# [RELEASE] Nintendo Switch Homebrew Loader 0.1!



## LukeHasAWii (Feb 18, 2017)

Edit: No, this is not real, just for laughs! Enjoy!
I was lucky to get my hands on the elusive Nintendo Switch  that was already out in the wild, and right away, found an exploit! This is simple.

1. Unzip the zip file below and place the contents on the ROOT of your micro SD card. Insert it into your switch.
2. Press eShop in the main menu of your switch. It should ask you to update, which will usually not work. Tap it now. The screen will freeze for ~15sec, but if you are stuck there, power cycle your switch.
3. It should crash your switch, and returning to the home menu, you now have the homebrew channel! (Picture included)
4. Also included in the package is greennand installer, allowing you to play backed up switch games from your cartridges to your micro SD card.

That is it! Note: even on japanese switches, the language is english.
Also, make sure to ENABLE greennand shortcut buttons from the installer, because as of now that is the only way to open it without it crashing!

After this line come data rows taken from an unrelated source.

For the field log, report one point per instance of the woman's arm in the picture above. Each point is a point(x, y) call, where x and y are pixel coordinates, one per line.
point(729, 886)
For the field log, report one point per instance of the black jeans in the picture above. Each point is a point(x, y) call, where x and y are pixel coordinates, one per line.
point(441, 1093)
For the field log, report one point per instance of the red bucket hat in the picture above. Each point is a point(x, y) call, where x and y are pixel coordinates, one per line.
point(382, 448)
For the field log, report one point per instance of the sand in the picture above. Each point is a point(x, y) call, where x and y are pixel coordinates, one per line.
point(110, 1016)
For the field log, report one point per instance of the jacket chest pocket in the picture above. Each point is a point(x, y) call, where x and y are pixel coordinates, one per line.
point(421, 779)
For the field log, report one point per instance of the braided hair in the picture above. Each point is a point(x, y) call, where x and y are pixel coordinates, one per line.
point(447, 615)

This should work for all switches with version 1.0.
If you have issues, post them below! This is in beta.

FAQ:
Q: is this real?
A: nope! Just for laughs (:
Q: can I uninstall?
A: unfortunately, that has not yet been implemented, but may be included later.
Q: is there much homebrew developed for it yet?
A: not yet, I'll release the SDK on March 1st, 2 days before launch!
Q: how did you get your hands on a switch?!?!?!?
A: unfortunately, the person that lent me it will not let me reveal any of their information.

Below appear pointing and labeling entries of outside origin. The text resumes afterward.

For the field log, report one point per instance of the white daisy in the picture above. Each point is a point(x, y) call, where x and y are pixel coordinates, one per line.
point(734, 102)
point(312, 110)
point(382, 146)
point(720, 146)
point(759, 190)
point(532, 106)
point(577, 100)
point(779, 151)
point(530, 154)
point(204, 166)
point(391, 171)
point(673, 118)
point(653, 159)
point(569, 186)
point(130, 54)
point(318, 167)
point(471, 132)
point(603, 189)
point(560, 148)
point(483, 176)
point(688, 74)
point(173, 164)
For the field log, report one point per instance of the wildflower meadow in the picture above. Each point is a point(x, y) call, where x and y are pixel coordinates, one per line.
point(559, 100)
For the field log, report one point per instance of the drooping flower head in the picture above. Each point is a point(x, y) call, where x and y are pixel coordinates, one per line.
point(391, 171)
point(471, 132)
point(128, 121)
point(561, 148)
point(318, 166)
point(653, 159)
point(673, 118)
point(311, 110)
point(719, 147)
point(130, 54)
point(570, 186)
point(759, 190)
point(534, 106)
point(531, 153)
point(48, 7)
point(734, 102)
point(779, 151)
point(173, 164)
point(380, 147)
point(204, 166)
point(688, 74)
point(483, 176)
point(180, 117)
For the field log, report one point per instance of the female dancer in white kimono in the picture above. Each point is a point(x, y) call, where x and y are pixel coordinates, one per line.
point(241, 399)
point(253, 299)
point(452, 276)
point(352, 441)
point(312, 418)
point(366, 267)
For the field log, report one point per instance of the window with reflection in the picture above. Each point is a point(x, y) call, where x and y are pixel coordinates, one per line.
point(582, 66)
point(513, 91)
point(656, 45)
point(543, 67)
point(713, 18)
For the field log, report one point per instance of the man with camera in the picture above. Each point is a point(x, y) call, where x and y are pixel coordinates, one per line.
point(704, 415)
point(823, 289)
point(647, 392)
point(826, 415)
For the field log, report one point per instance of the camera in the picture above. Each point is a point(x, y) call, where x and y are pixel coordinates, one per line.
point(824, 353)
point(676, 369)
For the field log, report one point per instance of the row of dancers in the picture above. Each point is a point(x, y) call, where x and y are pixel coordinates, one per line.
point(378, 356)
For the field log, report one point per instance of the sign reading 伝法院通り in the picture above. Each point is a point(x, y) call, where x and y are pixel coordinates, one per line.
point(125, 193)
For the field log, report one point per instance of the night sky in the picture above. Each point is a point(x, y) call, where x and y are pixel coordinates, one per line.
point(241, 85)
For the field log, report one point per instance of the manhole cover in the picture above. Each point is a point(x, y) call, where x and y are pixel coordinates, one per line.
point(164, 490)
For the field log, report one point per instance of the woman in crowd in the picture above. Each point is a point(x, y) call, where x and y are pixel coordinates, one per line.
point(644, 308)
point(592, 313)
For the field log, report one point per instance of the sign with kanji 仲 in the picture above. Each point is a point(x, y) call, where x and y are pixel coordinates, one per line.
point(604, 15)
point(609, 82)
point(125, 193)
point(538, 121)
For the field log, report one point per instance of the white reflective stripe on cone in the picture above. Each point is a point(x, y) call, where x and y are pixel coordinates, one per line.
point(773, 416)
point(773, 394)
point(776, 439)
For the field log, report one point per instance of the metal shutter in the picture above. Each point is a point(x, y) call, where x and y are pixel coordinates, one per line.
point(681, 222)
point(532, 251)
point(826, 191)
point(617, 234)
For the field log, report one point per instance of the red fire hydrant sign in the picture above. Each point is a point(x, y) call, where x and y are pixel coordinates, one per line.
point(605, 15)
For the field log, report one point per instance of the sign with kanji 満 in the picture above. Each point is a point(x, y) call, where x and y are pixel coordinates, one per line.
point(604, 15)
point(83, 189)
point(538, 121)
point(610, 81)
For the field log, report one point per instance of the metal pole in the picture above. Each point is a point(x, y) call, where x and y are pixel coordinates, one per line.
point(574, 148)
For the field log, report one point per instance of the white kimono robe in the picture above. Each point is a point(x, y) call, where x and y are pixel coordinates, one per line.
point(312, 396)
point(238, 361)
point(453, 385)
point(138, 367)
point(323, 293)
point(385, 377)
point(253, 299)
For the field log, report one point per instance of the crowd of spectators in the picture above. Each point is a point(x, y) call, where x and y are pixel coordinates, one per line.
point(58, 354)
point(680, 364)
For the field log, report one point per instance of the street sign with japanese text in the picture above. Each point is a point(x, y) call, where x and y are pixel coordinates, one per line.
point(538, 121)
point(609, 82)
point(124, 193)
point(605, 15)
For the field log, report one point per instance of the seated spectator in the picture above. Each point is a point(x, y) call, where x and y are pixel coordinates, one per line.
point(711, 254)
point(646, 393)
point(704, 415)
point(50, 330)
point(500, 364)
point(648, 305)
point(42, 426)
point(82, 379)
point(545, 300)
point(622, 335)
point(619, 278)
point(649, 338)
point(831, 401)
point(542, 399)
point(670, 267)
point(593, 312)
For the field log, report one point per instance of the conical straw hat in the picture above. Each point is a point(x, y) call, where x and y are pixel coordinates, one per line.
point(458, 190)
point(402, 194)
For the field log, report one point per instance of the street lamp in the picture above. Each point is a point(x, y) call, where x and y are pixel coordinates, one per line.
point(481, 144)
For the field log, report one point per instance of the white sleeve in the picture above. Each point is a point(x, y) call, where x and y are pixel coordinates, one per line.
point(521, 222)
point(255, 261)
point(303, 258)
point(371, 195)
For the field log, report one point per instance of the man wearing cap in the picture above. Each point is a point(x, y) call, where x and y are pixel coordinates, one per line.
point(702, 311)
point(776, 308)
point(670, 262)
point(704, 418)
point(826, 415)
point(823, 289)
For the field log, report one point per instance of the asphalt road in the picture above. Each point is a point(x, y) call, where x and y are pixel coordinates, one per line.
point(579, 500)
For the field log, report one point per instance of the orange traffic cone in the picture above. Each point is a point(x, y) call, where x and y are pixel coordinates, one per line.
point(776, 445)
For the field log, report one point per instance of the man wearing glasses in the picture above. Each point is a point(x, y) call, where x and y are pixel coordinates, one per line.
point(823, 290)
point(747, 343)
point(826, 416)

Leave suggestions in the comments!

SWITCH HOMEBREW LOADER DOWNLOAD (.zip): http://s000.tinyupload.com/index.php?file_id=85672755802592077449


----------



## ultramario1998 (Feb 18, 2017)

somehow I doubt this post


----------



## LukeHasAWii (Feb 18, 2017)

ultramario1998 said:


> somehow I doubt this post


Impossible!


----------



## driverdis (Feb 18, 2017)

Too bad nobody else can confirm it is real until the switch launches


----------



## iAqua (Feb 18, 2017)

nice troll, reported.


----------



## Bladexdsl (Feb 18, 2017)

that is so fake it's laughable try harder at photo-shopping!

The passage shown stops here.